You know, as a mom you pretty well have your kids "figured out". Certain kids act a certain way and you learn to accept and expect certain behavior. Some kids overreact at the smallest thing, some kids are compliant kids and Parent Pleasers (I don't have any of those kind, trust me) and some kids just kinda go with the flow.
So I have Kaylee pretty well "pegged". I have learned to know what to expect from her. Certain situations cause certain reactions from her. She is apparently her daddy's daughter. From what I hear of Ben as a child, she is the spitting image. Rotten. ;) Thats about the best way to put it. That is sooooo challenging for me. (Because as you know, I was a perfect child!) I don't understand her way of thinking most of the time. It doesn't "flow" with mine. I take different steps to achieve the same outcome and she goes in the "wrong" direction from me. But we end up in the same place and if I just let her do it her way, we will both be happier. This small realization has taken me 5 years to come to, and is still hard to overcome.
So with that said... she has broke completely out of any "mold" I had her in. She has so totally busted my pre-concieved notions on how she would react in Kindergarten. Way above and beyond what I would have expected from her. She has absolutely blossomed! Such a sweet, big girl. So independent, so suddenly. I am telling you, it was overnight.
I was hesitant if she was even ready for Kindergarten. She is a bit young. She has toilet "issues". She would probably take a nap if you made her lay quietly in her bed (not worth the fight, and yes I mean FIGHT!). She is not real crazy about doing anything for any amount of time. Only said Hi to her teachers once all year last year, all the other times she stood at the door with her head down and stared at her shoes. No amount of prodding could even get her to look up enough to get her backpack even on the hook. She acted very shy, but she isnt. Of course, after I would leave, and a fair amount of time, she would integrate with the other kids. But still would not participate in many of the activities. So, truth be told, I was worried about Kindergarten.
I prayed and prayed and prayed. And then I laid it in God's hands. I said whatever happens is meant to be and was able to come to peace with it and go for it. If she doesn't do well, then we will face that bridge and make a decision. If she has to repeat Kindergarten, fine, no problem there. So, we go for the first day, and I almost didn't know how to react to this Little Miss Independent. I was just dumb-founded. Smiles (doesn't say Hi, but smiles) at her teacher, goes to her locker, hangs up her backpack and runs to the table to find her name tag and begins coloring. Hardly even a second look to me. Then a smile, hug and kiss and "Bye Mommy!" I stood there waiting for the reaction I had geared myself up for, and got nothing. Whoa. Who is this kid? So off I go and honestly, geared myself up for tomorrow. Because surely, it would hit the fan on the SECOND day, right?
No. Every day since, perfection. (At least as far as I can tell. I have an informant because the Teachers Assistant is a dear friend of mine, so I will let you know what happens after I leave later!) She gets up and gets dressed with out being asked.
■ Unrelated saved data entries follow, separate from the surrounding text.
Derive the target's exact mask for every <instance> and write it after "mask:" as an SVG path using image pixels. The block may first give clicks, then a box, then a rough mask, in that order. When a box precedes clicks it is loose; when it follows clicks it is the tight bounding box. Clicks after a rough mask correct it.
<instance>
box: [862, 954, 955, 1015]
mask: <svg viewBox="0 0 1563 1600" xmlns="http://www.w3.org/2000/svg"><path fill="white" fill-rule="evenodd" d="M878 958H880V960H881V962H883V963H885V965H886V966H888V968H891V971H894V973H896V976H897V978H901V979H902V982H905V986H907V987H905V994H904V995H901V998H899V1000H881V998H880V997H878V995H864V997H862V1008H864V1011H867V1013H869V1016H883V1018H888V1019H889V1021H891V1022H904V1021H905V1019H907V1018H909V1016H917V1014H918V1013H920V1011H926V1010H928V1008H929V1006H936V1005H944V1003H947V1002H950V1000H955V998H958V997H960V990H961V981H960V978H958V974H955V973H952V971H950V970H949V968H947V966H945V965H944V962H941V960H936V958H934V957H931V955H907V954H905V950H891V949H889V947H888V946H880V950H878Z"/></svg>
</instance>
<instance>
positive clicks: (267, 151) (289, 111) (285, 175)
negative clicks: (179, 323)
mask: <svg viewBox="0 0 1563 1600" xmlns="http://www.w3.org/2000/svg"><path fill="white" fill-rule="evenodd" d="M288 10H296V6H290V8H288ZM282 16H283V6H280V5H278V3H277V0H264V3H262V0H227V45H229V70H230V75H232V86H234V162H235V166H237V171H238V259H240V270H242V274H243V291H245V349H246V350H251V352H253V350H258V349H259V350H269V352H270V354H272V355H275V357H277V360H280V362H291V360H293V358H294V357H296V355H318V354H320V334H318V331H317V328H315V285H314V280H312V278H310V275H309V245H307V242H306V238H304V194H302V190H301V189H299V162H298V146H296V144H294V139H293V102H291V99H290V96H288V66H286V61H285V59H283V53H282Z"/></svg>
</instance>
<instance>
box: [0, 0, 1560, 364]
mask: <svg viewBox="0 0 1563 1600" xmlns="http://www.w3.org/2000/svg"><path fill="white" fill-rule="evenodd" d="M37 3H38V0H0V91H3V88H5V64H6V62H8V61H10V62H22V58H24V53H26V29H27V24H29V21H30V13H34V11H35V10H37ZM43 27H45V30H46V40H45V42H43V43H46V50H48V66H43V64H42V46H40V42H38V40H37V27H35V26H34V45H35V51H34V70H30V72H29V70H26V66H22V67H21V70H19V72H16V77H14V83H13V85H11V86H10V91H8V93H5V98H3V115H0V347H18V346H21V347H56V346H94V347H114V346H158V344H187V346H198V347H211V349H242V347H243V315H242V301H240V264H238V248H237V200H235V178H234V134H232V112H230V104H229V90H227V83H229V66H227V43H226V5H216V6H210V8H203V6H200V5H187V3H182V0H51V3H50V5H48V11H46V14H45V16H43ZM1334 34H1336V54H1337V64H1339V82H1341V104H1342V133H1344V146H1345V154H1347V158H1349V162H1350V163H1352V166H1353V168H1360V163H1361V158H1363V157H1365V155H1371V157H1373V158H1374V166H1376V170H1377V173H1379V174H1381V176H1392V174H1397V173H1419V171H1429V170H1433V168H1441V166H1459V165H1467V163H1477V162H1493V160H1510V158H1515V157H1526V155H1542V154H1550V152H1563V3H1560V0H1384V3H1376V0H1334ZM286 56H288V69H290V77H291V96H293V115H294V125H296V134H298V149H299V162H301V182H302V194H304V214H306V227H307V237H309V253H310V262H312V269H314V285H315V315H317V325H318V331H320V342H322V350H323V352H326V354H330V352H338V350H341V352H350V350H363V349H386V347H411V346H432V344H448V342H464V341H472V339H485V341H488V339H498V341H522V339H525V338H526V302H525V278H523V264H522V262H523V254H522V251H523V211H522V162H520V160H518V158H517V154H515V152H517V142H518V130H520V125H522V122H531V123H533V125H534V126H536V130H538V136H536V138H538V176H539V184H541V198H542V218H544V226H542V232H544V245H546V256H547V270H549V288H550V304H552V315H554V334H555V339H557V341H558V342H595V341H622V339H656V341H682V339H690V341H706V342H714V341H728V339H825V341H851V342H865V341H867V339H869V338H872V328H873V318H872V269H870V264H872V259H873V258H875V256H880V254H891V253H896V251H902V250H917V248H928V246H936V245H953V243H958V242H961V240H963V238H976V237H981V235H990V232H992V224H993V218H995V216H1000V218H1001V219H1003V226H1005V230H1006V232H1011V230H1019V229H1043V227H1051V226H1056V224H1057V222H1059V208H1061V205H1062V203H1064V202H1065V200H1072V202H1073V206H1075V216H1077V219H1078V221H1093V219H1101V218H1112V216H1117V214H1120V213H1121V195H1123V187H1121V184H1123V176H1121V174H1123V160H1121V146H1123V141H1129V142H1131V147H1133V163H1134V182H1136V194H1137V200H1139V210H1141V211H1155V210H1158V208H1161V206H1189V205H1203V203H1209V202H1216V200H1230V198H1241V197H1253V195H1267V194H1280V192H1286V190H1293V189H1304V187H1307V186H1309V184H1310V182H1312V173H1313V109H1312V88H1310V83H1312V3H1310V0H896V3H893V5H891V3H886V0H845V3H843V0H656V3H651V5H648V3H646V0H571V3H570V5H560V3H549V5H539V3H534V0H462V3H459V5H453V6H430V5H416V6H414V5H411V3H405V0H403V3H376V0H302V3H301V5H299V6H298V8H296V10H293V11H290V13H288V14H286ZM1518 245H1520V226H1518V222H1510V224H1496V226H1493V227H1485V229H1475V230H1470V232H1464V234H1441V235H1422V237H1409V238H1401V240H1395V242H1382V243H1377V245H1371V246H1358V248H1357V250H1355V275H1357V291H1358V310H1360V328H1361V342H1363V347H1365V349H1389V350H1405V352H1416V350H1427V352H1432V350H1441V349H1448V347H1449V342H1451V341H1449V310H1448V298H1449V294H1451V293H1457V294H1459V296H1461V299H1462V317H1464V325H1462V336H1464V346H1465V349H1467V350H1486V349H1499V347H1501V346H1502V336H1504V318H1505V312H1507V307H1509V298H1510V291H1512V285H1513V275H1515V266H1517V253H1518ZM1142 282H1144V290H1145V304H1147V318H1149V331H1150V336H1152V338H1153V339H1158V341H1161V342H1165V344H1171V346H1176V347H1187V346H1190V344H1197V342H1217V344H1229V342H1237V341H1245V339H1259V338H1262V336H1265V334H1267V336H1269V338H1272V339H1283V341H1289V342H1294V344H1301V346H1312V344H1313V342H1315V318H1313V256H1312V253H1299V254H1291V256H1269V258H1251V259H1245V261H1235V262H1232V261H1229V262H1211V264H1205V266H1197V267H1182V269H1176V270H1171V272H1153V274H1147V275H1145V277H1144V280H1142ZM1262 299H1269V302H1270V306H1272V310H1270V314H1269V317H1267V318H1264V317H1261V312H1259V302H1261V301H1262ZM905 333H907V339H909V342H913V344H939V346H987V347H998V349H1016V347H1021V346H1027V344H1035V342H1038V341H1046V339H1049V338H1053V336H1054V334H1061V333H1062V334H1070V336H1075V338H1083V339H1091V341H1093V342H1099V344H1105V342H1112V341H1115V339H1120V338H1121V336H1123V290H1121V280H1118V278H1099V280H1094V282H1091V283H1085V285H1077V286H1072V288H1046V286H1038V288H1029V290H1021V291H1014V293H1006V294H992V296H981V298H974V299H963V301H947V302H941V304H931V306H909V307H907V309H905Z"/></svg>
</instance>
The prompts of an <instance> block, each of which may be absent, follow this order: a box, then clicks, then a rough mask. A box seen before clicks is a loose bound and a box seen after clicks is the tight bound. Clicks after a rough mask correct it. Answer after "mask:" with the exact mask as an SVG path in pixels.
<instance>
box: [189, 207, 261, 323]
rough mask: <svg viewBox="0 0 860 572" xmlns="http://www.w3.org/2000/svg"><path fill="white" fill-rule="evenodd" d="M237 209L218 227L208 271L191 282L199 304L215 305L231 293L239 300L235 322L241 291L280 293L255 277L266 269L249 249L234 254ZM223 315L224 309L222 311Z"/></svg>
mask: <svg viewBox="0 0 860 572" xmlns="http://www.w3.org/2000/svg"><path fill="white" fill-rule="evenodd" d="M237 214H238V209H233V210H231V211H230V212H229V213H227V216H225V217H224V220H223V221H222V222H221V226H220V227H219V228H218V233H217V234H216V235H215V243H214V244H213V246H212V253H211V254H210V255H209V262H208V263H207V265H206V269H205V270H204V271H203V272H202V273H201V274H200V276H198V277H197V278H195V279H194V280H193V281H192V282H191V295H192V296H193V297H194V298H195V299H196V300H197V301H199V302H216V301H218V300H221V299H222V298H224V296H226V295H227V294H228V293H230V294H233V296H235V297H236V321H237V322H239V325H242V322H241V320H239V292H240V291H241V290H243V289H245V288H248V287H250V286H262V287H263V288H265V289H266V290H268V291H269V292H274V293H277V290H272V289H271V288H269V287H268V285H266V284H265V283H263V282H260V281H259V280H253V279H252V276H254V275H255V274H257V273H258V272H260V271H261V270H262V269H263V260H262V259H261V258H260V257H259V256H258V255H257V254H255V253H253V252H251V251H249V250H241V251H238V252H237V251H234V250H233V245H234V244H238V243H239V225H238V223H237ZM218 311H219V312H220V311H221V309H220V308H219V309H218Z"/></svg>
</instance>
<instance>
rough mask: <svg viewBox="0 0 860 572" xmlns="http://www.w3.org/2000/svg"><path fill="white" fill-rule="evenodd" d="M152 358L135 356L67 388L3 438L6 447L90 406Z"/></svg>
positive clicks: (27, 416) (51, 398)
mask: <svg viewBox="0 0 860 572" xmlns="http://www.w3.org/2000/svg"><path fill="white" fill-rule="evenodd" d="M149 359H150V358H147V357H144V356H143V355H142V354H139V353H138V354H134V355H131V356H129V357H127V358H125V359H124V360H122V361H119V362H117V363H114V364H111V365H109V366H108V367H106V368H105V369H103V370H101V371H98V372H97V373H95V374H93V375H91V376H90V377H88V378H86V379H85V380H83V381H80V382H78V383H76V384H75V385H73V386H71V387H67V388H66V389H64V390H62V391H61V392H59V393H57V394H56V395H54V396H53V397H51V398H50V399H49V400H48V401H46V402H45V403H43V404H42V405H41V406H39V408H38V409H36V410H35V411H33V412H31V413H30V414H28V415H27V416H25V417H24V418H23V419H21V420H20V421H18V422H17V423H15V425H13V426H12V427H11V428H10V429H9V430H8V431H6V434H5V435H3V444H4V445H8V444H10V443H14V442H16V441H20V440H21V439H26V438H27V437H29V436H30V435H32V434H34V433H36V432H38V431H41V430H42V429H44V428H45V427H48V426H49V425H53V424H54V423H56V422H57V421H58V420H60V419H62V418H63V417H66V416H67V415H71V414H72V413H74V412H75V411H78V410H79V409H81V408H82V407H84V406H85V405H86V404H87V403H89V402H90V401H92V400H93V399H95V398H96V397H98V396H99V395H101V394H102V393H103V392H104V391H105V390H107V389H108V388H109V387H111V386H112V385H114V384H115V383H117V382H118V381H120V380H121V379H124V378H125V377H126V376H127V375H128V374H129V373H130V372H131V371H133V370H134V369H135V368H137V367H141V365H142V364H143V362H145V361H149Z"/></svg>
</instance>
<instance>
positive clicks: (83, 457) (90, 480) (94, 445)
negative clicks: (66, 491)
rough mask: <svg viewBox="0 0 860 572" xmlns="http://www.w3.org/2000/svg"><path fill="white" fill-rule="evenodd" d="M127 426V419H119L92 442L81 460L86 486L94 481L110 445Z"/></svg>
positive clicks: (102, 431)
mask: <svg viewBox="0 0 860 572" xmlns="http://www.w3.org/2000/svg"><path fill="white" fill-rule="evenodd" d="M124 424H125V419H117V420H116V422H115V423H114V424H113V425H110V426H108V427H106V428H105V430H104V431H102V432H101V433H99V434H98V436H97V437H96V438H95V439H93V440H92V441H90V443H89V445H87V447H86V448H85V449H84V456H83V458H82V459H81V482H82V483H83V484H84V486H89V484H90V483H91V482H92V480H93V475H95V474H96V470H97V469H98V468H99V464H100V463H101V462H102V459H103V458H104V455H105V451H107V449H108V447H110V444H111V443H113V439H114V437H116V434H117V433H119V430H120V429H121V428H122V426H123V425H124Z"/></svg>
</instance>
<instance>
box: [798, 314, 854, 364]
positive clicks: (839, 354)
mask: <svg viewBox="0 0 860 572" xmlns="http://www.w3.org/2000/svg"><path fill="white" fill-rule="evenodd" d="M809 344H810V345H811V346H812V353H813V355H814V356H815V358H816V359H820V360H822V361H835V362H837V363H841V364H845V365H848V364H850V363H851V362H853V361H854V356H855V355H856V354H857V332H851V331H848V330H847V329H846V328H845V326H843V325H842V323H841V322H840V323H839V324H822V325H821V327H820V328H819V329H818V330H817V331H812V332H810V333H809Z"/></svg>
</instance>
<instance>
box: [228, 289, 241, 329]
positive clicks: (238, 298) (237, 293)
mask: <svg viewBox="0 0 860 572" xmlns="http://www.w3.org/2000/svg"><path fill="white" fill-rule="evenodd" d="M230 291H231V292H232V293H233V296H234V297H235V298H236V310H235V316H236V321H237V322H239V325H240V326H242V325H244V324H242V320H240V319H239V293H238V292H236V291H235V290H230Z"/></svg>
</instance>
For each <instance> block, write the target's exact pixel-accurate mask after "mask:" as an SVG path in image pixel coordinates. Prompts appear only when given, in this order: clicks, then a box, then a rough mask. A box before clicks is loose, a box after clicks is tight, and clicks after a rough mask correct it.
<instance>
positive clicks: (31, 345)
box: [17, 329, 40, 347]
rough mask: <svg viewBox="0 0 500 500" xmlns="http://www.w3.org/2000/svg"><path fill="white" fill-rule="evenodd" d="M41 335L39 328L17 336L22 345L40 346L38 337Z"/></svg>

She makes her own bed, beautifully too! She brushes her teeth, and that right there was a major fit thru the summer. I was trying to get her in the habit of brushing before school every day (its hit or miss in the mornings around here) and she was in total rejection of that idea ALL summer long! She gets her hair fixed without a major fit. Eats breakfast relatively quickly. Amazing, every bit of it. All of these things were hesitations for me for the last several months. I would think "good grief, it is 9:30 and Kaylee is still at the breakfast table, playing with her cereal" or "how in the world am I ever going to get a ponytail or bow in her hair if she wont even let a brush pass thru it without ear-piercing screams?" Or after the 43rd time of "Kaylee put your shoes on!" she finally slips on two different flip-flops. These are my concerns only a day before school starts. But now I have seen what my little girl is becoming. A glimpse of the woman she is going to be.
I have seen the hand of God in so, so many little things lately. And this is one area where he has definitely shown Himself in our household. I am so humbled by the way that He chooses to touch my life. Little ways that I hadn't even really asked for, or I had asked for and He chose to go way above and beyond and better! I know, I know. You read it or hear it all the time. But when you see it and feel it, it feels great. Having your needs and wants and desires met and exceeded by my great God is an amazing thing.
3 comments:
Yea! I'm so happy for you AND K!
The song "How Great is Our God" came into my head while reading your post.
I never had a doubt that she would do fine in kindergarten. She was ready to be independent but maybe "Mom" wasn't???? Hmmmm...
Now as for you, our Mom must have really told you some stories cause I can remember many times when your halo fell!!!!
Love ya anyway :-)
Hey, hey now... I have heard of no such stories! I was purr-fect, dont you know?
Ok, well maybe there was that one time.... oh, and that one other time...
Its all coming back to me now, maybe it was YOU she was talking about being her "angel"!